The parties are the parents of one child. After a 1998 hearing upon cross petitions for custody, Family Court awarded joint custody, primary physical residence with the father and liberal visitation to the mother. In 1999, the parties cross-petitioned for modification of the prior order. Following a hearing, the court awarded the father sole legal and physical custody and provided the mother with liberal visitation. Slight amendments were made to that order. The mother appealed. In July 2002, the parties stipulated to an order limiting the mother's visitation. Soon thereafter, the mother petitioned for a return to the liberal visitation schedule. The parties consented to a February 2003 order by which the mother withdrew her visitation petition and the court vacated all prior orders providing for visitation with the mother. The mother apparently has not had contact with the child since that 2003 order was entered.

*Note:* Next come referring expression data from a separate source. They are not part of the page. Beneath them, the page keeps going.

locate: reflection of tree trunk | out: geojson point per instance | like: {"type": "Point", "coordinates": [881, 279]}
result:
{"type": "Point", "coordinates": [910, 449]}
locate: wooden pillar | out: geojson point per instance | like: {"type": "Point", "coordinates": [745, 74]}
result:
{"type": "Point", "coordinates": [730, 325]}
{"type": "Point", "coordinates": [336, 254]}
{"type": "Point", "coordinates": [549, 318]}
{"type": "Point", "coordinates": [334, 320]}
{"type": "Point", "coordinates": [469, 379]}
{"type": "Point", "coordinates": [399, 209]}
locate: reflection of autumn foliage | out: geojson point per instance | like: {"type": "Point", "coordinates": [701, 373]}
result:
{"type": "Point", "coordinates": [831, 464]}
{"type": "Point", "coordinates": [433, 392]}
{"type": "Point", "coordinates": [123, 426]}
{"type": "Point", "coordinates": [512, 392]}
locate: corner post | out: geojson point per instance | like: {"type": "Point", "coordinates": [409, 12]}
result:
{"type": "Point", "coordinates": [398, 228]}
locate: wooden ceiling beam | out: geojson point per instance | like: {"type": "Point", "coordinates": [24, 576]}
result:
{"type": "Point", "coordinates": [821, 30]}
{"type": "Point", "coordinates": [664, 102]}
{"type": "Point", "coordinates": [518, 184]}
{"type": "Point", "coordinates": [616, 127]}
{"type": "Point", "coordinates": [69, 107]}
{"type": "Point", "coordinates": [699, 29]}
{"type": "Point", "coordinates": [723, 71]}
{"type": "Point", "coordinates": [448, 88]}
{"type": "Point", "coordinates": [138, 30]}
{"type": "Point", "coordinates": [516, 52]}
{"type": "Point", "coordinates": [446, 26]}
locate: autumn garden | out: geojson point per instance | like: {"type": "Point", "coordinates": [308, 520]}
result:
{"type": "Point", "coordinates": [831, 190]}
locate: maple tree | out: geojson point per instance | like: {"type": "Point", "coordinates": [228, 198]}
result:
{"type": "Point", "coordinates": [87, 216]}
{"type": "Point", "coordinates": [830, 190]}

The 2003 consent order, which superceded the orders appealed, rendered these appeals moot (see Matter of Baker v. Ratoon, 251 A.D.2d 921, 922, 675 N.Y.S.2d 170 [1998]; Matter of Ballard v. Parker, 232 A.D.2d 740, 741, 648 N.Y.S.2d 481 [1996] ). Were we to consider the merits, giving due deference to Family Court's ability to make credibility determinations, we find that the court did not abuse its discretion in holding that the deterioration in the parties' relationship constituted a substantial change in circumstances indicating that a modification terminating joint custody would be in the child's best interests, and that the father was the more appropriate custodian (see Matter of Smith v. Miller, 4 A.D.3d 697, 698-699, 772 N.Y.S.2d 742 [2004]; Matter of Rosario WW. v. Ellen WW., 309 A.D.2d 984, 985-986, 765 N.Y.S.2d 710 [2003] ). That determination was adequately supported by evidence that the mother was angry with the father and focused on their antagonistic relationship rather than on issues concerning the child, the mother willfully violated a court order requiring her to attend a psychological evaluation, the child was doing well while living primarily with the father, the child was uncomfortable and afraid to discuss her thoughts and feelings with the mother, the mother admitted that she and the father could not agree on religious, educational or medical decisions regarding the child, and the ongoing conflict between the parties was causing the child to be fearful, anxious and sad.
ORDERED that the appeals are dismissed, as moot, without costs.
KANE, J.
MERCURE, J.P., CREW III, CARPINELLO and LAHTINEN, JJ., concur.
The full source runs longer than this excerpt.